Microsoft has announced a major update to Conditional Access (CA) enforcement in Microsoft Entra ID. This upcoming change closes a long-standing loophole and ensures security measures are applied consistently across all sign-ins.

Currently, Microsoft Entra ID Conditional Access policies set to apply to “All resources” may not always be enforced in certain situations. This can happen when the policy includes one or more resource exclusions, or when a client application signs in using only OpenID Connect (OIDC) scopes or a limited set of directory scopes.

What’s changing in Entra ID Conditional Access enforcement?

With this upcoming update, Microsoft Entra ID will enforce these Conditional Access policies even when resource exclusions exist. It should help to ensure policy evaluation happens regardless of the scope set requested by the application. This change aims to strengthen defense‑in‑depth and remove an enforcement loophole.

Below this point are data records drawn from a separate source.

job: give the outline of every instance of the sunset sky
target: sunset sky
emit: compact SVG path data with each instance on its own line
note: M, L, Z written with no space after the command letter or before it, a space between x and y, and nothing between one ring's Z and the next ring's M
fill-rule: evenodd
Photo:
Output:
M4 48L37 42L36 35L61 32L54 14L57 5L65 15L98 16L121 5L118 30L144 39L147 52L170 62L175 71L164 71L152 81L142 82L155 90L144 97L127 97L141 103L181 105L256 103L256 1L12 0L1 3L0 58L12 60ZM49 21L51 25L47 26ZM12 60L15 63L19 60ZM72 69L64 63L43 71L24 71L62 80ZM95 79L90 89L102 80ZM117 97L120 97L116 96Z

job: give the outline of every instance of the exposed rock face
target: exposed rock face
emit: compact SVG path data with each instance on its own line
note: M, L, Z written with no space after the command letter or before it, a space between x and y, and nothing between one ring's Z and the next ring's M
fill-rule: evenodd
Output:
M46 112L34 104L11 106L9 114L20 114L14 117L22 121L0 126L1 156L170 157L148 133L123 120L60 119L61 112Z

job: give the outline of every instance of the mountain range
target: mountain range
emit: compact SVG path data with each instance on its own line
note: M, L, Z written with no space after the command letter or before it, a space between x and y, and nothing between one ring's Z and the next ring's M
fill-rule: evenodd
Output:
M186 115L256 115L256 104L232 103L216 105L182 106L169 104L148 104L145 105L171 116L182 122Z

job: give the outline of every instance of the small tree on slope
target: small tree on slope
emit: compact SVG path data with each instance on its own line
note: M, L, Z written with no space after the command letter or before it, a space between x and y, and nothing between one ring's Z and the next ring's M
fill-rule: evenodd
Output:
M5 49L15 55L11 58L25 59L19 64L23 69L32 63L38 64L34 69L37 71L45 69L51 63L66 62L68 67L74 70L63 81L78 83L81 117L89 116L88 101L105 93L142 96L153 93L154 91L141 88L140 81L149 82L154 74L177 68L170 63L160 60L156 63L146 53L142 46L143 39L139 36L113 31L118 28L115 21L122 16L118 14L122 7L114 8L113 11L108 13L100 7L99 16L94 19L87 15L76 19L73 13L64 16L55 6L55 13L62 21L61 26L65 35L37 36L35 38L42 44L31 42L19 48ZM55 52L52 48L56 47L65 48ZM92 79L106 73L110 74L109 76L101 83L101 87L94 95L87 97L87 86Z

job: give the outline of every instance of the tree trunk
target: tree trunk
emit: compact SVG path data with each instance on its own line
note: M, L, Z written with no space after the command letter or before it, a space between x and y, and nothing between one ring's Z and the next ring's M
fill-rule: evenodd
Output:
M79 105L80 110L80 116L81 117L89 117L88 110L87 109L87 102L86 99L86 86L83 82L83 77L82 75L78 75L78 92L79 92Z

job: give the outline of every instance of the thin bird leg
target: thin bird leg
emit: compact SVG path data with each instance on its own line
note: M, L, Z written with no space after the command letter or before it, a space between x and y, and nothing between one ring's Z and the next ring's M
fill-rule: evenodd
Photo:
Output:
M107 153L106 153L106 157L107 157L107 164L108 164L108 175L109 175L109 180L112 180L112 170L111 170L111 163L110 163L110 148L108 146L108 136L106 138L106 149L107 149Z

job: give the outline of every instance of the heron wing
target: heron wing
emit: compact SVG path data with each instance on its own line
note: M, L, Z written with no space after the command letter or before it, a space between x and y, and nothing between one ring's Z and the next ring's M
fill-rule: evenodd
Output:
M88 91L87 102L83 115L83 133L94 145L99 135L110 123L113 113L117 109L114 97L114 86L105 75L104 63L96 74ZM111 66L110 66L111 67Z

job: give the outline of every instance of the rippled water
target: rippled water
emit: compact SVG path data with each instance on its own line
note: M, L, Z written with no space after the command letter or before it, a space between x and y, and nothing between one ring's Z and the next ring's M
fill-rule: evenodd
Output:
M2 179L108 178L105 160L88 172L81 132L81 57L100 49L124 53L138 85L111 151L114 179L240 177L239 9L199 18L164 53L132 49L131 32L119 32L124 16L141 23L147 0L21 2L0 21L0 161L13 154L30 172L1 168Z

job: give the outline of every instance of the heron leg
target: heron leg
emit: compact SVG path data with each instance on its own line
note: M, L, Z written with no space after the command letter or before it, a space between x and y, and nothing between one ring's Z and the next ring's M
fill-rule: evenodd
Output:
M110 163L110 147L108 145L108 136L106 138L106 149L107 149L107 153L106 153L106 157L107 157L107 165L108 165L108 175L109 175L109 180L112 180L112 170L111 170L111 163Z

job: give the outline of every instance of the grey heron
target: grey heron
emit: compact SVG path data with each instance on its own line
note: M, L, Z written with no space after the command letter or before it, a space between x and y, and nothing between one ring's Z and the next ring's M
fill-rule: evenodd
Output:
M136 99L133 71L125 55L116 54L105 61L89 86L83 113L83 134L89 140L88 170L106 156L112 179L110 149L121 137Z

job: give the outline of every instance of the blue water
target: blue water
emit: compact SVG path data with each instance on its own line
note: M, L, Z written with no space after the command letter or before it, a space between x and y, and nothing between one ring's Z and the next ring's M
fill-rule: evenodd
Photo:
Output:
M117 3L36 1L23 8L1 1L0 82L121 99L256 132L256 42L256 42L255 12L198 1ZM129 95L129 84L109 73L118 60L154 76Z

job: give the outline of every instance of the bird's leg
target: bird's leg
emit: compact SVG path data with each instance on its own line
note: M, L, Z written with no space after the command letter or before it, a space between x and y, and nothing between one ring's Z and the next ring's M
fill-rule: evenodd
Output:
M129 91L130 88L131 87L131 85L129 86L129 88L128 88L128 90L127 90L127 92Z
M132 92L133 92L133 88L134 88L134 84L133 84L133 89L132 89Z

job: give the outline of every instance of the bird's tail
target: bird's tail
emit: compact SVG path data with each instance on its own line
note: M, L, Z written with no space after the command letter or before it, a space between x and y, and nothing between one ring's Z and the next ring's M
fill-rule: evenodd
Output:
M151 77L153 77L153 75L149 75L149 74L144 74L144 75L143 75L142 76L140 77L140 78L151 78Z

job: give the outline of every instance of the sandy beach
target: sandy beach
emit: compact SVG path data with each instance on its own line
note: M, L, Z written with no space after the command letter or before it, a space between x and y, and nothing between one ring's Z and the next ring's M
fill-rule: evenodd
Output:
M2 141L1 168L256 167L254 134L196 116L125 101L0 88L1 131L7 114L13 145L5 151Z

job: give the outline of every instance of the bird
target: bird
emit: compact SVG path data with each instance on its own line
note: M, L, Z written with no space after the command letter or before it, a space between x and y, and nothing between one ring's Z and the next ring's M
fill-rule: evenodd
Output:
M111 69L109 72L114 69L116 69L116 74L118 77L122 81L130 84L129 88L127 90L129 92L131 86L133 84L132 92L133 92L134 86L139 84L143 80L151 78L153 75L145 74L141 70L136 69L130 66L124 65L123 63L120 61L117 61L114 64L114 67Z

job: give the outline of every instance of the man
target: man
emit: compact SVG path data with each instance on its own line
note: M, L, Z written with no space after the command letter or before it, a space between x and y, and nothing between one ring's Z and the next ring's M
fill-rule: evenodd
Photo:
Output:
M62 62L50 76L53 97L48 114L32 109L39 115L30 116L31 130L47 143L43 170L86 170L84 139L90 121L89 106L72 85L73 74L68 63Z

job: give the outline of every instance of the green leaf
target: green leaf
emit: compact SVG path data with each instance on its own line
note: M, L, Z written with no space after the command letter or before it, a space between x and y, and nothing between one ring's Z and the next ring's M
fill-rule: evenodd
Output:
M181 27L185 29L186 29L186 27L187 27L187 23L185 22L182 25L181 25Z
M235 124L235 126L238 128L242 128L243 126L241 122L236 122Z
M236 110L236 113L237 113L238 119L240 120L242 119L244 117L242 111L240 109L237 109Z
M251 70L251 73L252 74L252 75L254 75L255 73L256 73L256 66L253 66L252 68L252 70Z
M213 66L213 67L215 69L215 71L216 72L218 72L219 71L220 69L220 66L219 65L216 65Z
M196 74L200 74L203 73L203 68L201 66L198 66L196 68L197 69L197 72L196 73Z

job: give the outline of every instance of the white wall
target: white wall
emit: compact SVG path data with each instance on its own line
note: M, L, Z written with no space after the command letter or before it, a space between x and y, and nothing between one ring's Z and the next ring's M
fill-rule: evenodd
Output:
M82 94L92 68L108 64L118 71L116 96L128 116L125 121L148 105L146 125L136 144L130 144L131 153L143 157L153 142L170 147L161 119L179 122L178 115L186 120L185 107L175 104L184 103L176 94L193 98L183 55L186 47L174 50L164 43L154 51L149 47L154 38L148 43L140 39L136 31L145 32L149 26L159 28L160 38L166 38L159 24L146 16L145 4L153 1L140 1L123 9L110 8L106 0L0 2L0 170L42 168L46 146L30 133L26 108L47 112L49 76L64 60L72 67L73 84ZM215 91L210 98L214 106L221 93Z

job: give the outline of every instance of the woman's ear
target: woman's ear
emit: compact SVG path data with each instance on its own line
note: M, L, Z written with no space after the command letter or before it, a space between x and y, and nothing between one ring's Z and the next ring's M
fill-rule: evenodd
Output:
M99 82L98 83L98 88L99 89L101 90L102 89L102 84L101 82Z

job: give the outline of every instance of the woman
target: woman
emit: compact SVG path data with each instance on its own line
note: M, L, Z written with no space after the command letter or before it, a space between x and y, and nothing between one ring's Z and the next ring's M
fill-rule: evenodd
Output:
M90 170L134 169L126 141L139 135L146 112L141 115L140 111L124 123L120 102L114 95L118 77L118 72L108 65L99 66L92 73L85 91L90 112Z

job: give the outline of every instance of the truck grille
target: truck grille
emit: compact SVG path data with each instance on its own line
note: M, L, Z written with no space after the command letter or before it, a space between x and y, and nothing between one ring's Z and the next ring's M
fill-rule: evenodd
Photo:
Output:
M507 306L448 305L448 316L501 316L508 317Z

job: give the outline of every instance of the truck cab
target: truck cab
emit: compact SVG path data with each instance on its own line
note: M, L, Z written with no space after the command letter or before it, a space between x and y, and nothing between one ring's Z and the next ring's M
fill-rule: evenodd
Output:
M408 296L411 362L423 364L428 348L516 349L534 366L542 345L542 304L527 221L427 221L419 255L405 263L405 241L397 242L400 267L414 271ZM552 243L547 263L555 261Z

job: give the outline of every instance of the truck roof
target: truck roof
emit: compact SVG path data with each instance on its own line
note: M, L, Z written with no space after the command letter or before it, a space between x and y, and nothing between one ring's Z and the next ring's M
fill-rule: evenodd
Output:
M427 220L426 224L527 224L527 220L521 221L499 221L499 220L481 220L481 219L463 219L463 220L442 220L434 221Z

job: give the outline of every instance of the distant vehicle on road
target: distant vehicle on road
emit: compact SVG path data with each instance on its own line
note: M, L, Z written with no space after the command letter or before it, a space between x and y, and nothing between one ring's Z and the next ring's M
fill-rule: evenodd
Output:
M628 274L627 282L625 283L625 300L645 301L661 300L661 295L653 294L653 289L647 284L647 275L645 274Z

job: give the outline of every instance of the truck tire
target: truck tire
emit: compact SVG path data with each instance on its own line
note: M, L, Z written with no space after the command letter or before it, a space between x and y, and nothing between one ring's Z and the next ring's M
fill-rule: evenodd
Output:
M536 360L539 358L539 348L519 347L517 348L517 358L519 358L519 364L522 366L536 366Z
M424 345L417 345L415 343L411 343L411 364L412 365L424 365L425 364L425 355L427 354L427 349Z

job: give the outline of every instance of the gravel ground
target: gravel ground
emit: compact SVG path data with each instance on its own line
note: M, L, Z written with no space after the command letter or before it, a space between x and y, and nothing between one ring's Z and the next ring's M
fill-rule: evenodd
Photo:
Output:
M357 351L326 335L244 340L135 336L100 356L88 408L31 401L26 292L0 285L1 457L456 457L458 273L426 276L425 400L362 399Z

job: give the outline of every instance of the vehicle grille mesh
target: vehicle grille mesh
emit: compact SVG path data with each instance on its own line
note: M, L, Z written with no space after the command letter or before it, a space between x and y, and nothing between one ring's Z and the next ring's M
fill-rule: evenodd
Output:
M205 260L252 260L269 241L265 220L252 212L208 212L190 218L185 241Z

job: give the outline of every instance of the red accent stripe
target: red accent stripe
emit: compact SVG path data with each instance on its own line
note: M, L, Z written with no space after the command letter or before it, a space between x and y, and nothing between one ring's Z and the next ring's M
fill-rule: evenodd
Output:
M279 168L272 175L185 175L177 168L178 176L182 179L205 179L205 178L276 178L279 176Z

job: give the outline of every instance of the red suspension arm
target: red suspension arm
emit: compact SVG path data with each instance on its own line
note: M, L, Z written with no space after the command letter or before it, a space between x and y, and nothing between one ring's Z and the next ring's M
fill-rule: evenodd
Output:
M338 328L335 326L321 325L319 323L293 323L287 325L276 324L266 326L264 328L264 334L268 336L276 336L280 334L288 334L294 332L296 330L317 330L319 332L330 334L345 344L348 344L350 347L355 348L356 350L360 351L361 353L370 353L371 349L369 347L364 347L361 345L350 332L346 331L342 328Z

“When a user signs in through a client application that requests only the scopes listed above, they may now receive Conditional Access challenges (such as MFA or device compliance) where previously they were allowed access without enforcement. The specific challenge depends on the access controls configured in your policies that target “All resources” or explicitly target Azure AD Graph as the resource,” Microsoft explained.

Microsoft mentioned that this update is a part of its Secure Future Initiative that launched in November 2023. It will enforce Conditional Access more consistently to reduce the risk that certain sign‑ins unintentionally bypass protections like MFA or device compliance checks.

What IT admins should do to prepare?

This upcoming change will affect organizations that have Conditional Access policies configured to apply to “All resources” and that also include one or more resource exclusions. However, it won’t affect commercial customers who do not use this specific policy setup.

Microsoft will begin rolling out this change on March 27, with full deployment across all cloud environments expected by June 2026. Organizations using custom-built or legacy applications that request only limited scopes should review and test these apps to ensure they can handle Conditional Access challenges, such as MFA or device compliance. Administrators may need to plan updates if their apps cannot fully support these security requirements.